An anti-circer wrote: "In reality, this "phimotic ring" is the preputial sphincter, a structure which is supposed to be present on all males. It's function is to hold the foreskin in the forward position, thus protecting the glans penis. ... The vast majority of boys who have phimosis, even into their late teens and early 20's do so quite happy with things as they are, and without any problems at all."
The anti-circumcision movement is over zealous in its passion to have a glans securely covered by a foreskin. The very conditions which cause sexual problems and pain and difficulty are being ignored and even praised.

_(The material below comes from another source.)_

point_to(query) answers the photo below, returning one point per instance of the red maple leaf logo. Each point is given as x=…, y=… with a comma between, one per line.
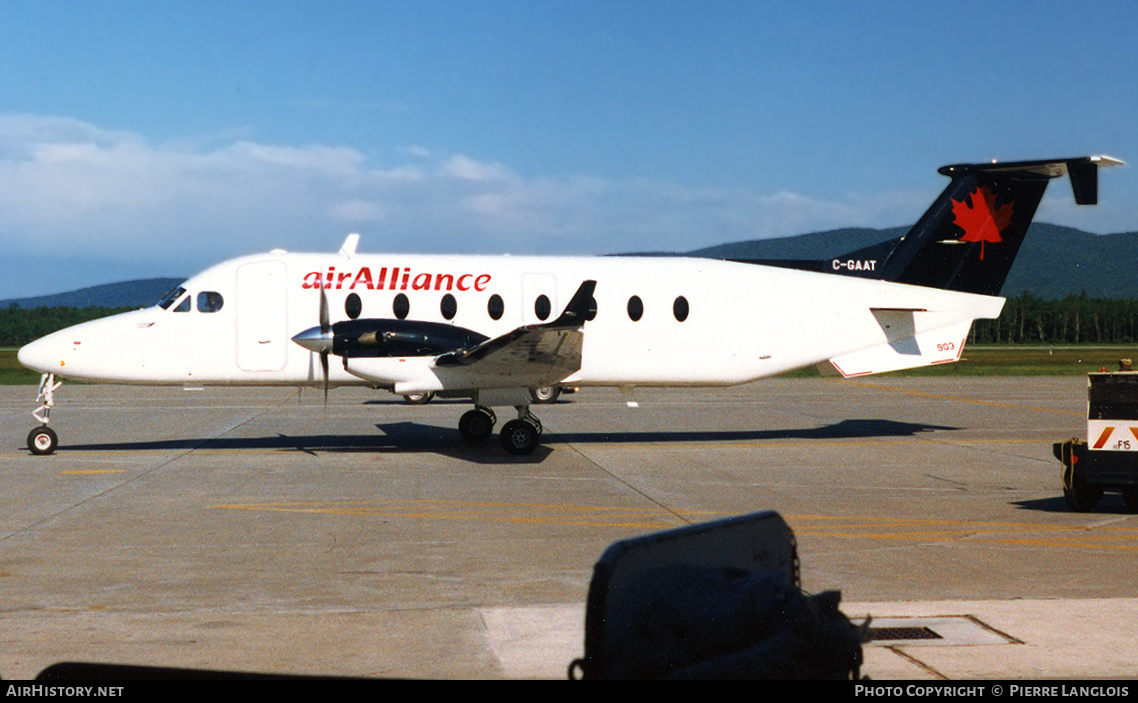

Most boys with "phimosis" do not realise they have phimosis - and because of problems (eg by masturbation and first love) it must be treated early, and not be left till a man is 20 yrs. old ...(see Chapter 4 Summary Solutions)
All these anti-circ theories are based on selected studies they are speculation.
(I repeat : I would tend to agree with most of what is assumed about protection of the glans, and the sensory value and sensitivity of the foreskin. However to interpret frenulum breve and phimotic ring as valuable and useful parts of the forekins function is an unrealistic exaggeration.) - (To discuss any possible function of frenulum breve and phimotic ring one must see them in the context of evolution and the animal world).